A significant number of astronauts report vision impairment during their time in space that continues after returning to Earth, and its cause has been the subject of many studies aboard the orbiting laboratory. “We saw biomarkers for oxidative stress, which is significant because it suggests to us why the damage occurs,” said Xiao W. Mao of Loma Linda University School of Medicine and Medical Center in California and also one of the authors. “Once we know that, we can eventually develop countermeasures to crack the problem, not only for spaceflight but for age-related oxidative damage on Earth.”

The study also is the first to provide evidence that artificial gravity could provide some protection against such impairment. “Another big takeaway from this study is that application of artificial gravity can mitigate a lot of the worst effects we found,” Delp said.

The next step, the researchers said, is testing the potential protection from different levels of artificial gravity. This could provide insight into the effects on travelers to, for example, the Moon and Mars, which have a fraction of Earth’s gravity. In addition, researchers want to look at longer-term changes by keeping mice in space for 60 or 90 days.

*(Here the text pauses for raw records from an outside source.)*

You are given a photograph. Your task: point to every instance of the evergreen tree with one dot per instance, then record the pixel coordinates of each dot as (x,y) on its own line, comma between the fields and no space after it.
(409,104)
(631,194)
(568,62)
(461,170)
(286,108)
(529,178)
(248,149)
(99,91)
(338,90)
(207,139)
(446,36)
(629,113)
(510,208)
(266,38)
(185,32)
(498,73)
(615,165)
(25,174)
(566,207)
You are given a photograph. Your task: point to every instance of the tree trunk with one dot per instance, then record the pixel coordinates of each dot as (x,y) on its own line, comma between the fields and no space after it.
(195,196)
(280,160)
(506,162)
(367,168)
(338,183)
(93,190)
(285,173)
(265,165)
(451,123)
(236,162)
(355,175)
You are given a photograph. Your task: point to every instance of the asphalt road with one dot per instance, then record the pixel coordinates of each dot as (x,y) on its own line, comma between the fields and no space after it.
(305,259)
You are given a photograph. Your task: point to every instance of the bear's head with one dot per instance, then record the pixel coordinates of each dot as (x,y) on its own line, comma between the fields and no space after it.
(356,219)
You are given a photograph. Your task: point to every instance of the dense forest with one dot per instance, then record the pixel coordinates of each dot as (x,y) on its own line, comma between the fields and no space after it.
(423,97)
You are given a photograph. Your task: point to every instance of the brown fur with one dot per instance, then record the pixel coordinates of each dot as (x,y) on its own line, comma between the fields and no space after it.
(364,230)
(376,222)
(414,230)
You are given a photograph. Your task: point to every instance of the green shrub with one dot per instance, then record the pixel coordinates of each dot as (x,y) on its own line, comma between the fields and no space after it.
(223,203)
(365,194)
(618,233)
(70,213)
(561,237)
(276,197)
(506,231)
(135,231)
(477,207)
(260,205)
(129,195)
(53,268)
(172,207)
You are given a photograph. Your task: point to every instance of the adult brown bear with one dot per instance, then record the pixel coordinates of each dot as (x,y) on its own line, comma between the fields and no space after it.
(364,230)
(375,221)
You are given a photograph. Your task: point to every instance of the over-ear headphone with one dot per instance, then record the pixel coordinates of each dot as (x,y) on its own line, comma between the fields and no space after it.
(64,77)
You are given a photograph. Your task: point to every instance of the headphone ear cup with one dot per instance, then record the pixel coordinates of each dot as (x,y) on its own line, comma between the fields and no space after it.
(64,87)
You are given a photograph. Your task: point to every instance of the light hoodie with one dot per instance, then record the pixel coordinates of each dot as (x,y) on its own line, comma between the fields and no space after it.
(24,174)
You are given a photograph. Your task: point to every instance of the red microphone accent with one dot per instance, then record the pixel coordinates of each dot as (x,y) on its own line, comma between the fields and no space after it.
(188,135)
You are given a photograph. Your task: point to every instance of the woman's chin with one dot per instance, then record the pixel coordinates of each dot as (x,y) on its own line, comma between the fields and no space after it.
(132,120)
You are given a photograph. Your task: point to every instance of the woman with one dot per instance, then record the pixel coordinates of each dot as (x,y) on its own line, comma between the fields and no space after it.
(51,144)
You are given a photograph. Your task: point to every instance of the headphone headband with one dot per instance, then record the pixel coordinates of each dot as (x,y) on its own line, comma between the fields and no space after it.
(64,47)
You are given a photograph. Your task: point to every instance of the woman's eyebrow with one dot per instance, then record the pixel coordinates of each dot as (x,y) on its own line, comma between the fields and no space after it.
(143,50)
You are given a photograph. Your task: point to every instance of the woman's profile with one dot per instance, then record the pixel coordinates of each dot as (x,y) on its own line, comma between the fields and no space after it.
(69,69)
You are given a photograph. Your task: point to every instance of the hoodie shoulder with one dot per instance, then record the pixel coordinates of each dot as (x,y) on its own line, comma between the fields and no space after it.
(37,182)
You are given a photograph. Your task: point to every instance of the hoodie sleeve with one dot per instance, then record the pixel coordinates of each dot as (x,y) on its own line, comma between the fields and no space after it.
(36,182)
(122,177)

This investigation represents the first NASA-JAXA publication from a collaboration under the Japan-U.S. Open Platform Partnership Program (JP-US OP3). “It was very important to our work that JAXA was willing to share tissue from the experiment,” said Mao. “All the collaboration and support was very important.”

Satoru Takahashi with the University of Tsukuba, Japan, was a principal investigator for the Mouse Epigenetics investigation. The research was supported by grants from NASA Space Biology, National Institutes of Health (NIH), and Loma Linda University Department of Basic Sciences. The University of Arkansas for Medical Sciences Proteomics Facility and Arkansas Children’s Research Institute Developmental Bioinformatics Core provided technical support.